Nathaniel Martello-White is a British actor and writer. Having appeared in several productions of the National Youth Theatre, he graduated from RADA in 2006 and since has performed in films, television shows and theatre.

His film credits include Deadmeat (2007), The Sisterhood of the Traveling Pants 2 (2008), Red Tails, Hard Boiled Sweets and Life Just Is (all 2012). He has also appeared in the television series Doctors, Trial & Retribution, Party Animals, Mongrels, Law & Order: UK, Misfits, Death in Paradise, Silk, Horrible Histories and Collateral.
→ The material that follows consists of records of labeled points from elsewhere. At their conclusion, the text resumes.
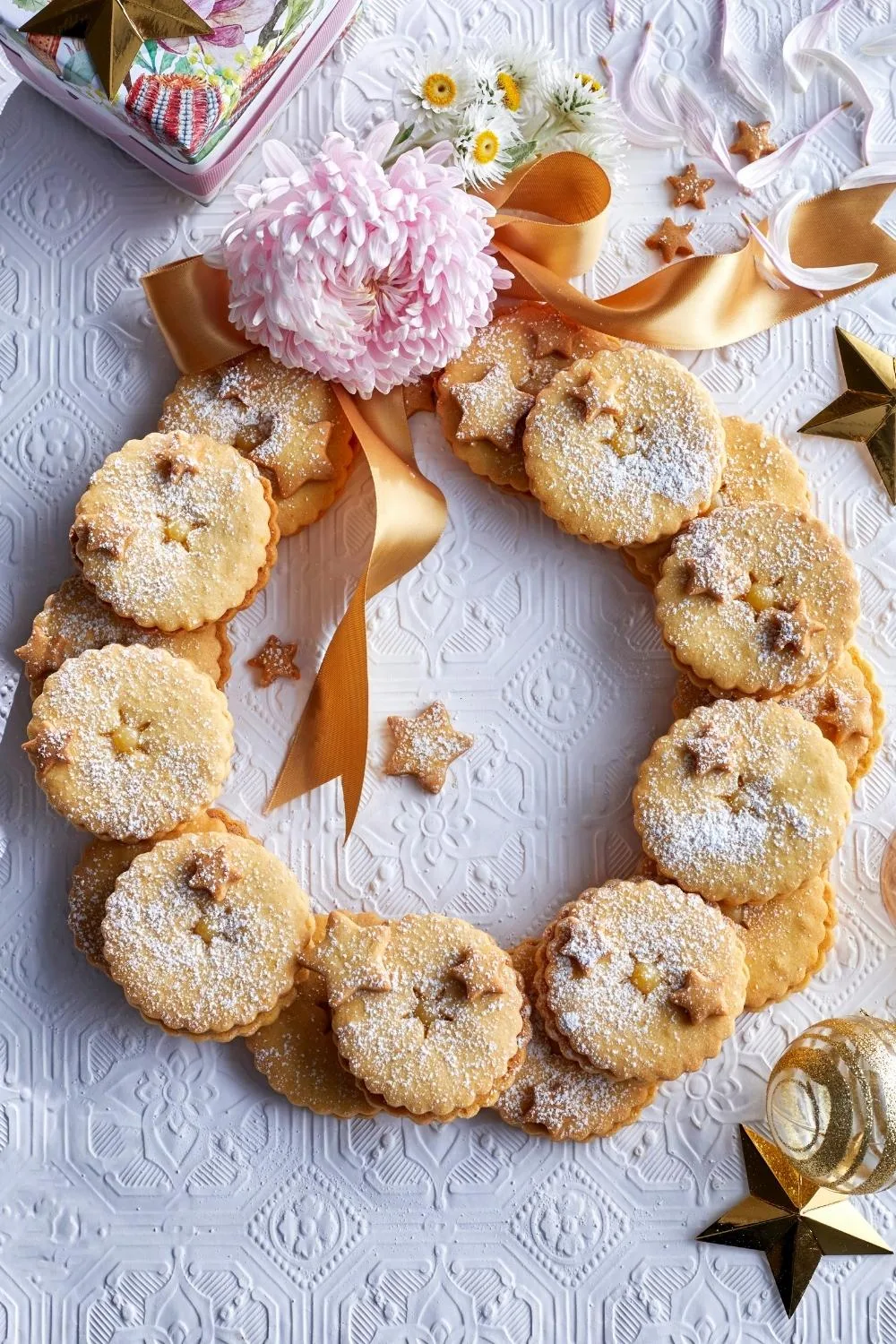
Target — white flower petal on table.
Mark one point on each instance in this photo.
(763, 171)
(777, 266)
(735, 69)
(807, 34)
In 2020, he portrayed Rhodan Gordon in Mangrove, part of Steve McQueen's Small Axe series.

His theatre credits include Edward II and Romeo and Juliet at the National Theatre, A Midsummer Night's Dream and Marat/Sade with the Royal Shakespeare Company, and Joe Turner's Come and Gone at the Young Vic; he also appeared in People, Places and Things (2015) at the National Theatre, reprising his role when the production transferred to the Wyndham's Theatre in March 2016.

He is also a writer and has written an anthology of poetry entitled A Western Nightmare. In October 2012 his play Blackta was premièred at the Young Vic.

In 2024, Martello-White had a main role participation in the British horror film Daddy's Head along with Scottish actress Julia Brown.